Effects of PVT silencing on danger in the absence and presence of reward. A, Design and procedure for the two stages. B, Freezing behavior on the conditioning day for tone–shock pairings and for tone presentations on test in Stage I. C, Freezing behavior on the conditioning day for each of the clicker–shock pairings in Stage II. D, Defense and reward behavior during clicker presentations on the test day. Defense is percentage of observations where freezing was expressed. Reward is sum of approach behavior (lever press and food magazine entry). Inset shows reward approach across blocks of two test trials. E, Comparison of freezing behavior during tone presentations on test in Stage I and Stage II. Data are means ± SEM. *p < 0.05. Group sizes were as follows: eYFP, n = 8; hM4Di, n = 8.

Figure 4.

Effects of PVT silencing on danger during hunger.
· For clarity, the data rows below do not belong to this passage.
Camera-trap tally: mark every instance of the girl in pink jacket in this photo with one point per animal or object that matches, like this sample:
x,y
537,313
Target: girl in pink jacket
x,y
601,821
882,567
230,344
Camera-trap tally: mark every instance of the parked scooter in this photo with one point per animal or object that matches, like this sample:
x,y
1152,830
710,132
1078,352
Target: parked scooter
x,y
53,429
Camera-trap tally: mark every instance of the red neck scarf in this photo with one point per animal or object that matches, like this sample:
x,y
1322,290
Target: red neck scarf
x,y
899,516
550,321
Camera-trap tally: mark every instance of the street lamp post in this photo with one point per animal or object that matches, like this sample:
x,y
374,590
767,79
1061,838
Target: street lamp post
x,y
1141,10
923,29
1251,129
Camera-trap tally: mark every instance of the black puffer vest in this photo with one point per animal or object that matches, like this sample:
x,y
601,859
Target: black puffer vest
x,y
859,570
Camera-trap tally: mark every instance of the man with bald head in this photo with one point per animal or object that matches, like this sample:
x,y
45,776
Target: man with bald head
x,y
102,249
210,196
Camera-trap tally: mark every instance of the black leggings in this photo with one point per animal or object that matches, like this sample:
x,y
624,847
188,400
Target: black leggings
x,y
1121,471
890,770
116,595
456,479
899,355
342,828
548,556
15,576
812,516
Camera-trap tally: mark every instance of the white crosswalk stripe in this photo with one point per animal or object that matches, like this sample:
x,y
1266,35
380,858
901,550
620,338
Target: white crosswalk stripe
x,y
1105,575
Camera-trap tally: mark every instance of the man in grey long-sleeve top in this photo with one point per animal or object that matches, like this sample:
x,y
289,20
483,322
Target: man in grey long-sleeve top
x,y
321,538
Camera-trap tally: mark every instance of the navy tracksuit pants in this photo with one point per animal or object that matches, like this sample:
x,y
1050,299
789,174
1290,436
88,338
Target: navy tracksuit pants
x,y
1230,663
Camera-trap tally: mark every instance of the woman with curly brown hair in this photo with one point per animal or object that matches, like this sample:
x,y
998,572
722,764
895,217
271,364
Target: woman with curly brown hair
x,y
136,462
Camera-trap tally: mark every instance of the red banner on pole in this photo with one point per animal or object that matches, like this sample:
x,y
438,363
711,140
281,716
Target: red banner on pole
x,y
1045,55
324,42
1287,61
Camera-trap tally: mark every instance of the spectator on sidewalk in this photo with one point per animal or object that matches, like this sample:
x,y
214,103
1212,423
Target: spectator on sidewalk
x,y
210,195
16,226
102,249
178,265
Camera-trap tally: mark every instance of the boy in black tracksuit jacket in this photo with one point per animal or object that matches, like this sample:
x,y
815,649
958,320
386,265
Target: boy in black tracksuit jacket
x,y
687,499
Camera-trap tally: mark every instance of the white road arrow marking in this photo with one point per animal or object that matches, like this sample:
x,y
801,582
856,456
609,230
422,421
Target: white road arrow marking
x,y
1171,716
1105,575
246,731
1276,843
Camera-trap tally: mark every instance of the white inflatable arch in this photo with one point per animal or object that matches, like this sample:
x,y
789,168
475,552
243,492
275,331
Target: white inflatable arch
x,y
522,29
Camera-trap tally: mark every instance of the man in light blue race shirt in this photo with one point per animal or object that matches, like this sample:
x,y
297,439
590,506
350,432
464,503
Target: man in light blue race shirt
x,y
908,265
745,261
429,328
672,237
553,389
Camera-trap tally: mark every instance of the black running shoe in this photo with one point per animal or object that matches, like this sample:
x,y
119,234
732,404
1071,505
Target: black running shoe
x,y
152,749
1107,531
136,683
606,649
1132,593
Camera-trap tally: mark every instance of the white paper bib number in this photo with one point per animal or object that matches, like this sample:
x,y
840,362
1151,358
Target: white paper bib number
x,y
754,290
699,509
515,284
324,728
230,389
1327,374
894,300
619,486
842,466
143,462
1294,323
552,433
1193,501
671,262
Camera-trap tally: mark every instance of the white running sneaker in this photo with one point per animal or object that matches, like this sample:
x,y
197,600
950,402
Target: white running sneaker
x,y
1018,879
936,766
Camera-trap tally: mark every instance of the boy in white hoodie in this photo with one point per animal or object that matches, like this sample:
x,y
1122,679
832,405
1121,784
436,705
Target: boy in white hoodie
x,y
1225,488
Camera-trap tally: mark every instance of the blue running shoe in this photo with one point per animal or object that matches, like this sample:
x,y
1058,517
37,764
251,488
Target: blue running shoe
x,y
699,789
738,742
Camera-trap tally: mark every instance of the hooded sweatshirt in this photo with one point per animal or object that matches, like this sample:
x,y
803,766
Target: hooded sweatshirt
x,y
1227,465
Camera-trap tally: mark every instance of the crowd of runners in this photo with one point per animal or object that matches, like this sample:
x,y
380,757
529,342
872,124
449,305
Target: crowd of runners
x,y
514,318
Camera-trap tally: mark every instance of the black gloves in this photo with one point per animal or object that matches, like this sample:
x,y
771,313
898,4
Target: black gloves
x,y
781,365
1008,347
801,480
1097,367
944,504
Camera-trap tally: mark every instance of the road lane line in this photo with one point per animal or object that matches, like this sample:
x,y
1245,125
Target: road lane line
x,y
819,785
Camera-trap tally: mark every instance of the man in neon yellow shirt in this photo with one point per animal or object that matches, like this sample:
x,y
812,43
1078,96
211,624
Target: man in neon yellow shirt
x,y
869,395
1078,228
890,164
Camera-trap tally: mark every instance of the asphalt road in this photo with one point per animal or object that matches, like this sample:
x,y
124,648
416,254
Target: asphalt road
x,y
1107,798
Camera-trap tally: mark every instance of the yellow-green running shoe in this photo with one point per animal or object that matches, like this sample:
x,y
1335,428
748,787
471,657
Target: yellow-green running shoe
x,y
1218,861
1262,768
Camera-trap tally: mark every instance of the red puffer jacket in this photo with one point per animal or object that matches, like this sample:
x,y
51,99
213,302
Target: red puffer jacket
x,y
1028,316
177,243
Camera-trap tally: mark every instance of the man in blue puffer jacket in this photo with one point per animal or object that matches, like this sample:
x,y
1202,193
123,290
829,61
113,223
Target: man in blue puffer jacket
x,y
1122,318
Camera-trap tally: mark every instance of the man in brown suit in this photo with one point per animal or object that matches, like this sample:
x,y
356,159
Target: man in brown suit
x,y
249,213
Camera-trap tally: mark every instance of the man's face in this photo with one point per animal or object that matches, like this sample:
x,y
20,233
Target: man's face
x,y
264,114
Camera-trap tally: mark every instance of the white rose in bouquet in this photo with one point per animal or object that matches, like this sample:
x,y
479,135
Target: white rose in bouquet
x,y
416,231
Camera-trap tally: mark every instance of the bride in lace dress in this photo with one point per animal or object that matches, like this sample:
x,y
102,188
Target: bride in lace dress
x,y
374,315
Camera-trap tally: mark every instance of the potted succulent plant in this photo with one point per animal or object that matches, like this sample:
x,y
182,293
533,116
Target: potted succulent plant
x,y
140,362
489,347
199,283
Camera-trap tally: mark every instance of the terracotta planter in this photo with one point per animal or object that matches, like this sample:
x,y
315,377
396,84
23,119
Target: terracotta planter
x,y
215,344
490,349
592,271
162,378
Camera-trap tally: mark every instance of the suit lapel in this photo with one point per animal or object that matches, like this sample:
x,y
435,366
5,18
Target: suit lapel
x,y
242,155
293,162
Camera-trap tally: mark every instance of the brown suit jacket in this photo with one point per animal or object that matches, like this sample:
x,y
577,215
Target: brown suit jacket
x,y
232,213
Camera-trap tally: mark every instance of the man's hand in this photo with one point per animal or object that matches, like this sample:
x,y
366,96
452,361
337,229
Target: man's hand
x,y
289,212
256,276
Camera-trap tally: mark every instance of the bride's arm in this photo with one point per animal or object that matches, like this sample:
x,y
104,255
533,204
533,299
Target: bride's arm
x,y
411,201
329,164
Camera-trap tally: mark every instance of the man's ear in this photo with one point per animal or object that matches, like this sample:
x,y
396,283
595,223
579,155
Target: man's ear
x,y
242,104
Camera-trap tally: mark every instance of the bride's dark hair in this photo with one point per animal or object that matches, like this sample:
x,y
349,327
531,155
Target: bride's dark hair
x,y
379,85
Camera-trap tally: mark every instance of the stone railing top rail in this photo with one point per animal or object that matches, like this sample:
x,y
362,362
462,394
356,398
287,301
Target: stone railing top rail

A, Design and procedure for Hungry and Sated groups. B, Defense is freezing behavior on the conditioning day for the tone–shock pairings and on test. Data are means ± SEM. *p < 0.05. Group sizes were as follows: eYFP-Hungry, n = 8; eYFP-Sated, n = 8; hM4Di-Hungry, n = 8; hM4Di-Sated, n = 8.

Figure 5.

Effects of PVT silencing on instrumental responding for a food reward. A, Design and procedure. B, Behavior (sum of lever press and food magazine entry) on the final training day and CNO test day. Data are means ± SEM. Group sizes were as follows: eYFP, n = 8; hM4Di, n = 8.

Figure 6.

Effects of PVT silencing on discrimination between safe and dangerous memories. A, Design and procedure for renewal of extinguished fear. B, Freezing behavior on the conditioning day for each of the tone–shock pairings and on test, during extinction and on test. Data are means ± SEM. *p < 0.05. Group sizes were as follows: eYFP, n = 8; hM4Di, n = 8.

Figure 7.

A–E, Location of hM4Di expression for all rats in Experiments 2 (A), 3 (B), 4 (C) 5 (D), and 6 (E) with the maximal extent of DREADD expression represented at 10% opacity for each rat. F, Representative PVT section showing single-labeled c-fos (black arrow), single-labeled eYFP (white arrow), and dual-labeled eYFP/c-fos (blue arrow) neurons. Scale bar, 50 μm. G, Mean and SEM percentages of transduced neurons expressing c-fos for eYFP (n = 8), 15 mg/kg CNO-DREADD (n = 8), and 20 mg/kg CNO-DREADD (n = 8). *p < 0.05.